Recipe 2 Adding or Modifying Drill ‘Formats’

2.1 Problem

You have data in a somewhat different format than is handled by the default configuration of Drill’s default/built-in storage formats and want Drill to be able to work with it.

2.2 Solution

Create a Drill “format”.

2.3 Discussion

The most common situations for this need is that you either have a CSV-like delimited plain text in a “flat” file that uses different delimiters or comment markers or need to map a different extension to be recognized as a plain text, delimited “flat” file.

Drill’s dfs storage plugin (http://localhost:8047/storage/dfs) has a “formats” section below the “workspaces” section. You an customize a new plain text/flat file format there.

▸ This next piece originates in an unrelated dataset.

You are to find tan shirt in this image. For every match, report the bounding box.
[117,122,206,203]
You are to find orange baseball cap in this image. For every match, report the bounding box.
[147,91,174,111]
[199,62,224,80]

Say you have an evil flat file (esv?) with @ as a delimeter and ! as a comment character and no column names and also gives special data-meaning to “"” characters (so we can’t treat them as field quotes).

"esv": {
  "type": "text",
  "extensions": [
    "esv"                // to handle our custom file extension
  ],
  "quote": "\u0000",     // to handle " being data and never a field quote 
  "skipFirstLine": true, // to handle no column names
  "delimiter": "@",      // to handle the custom delimiter
  "comment": "!"         // to handle ! being a comment character
},

You can find the complete set of parameters in the Drill manual.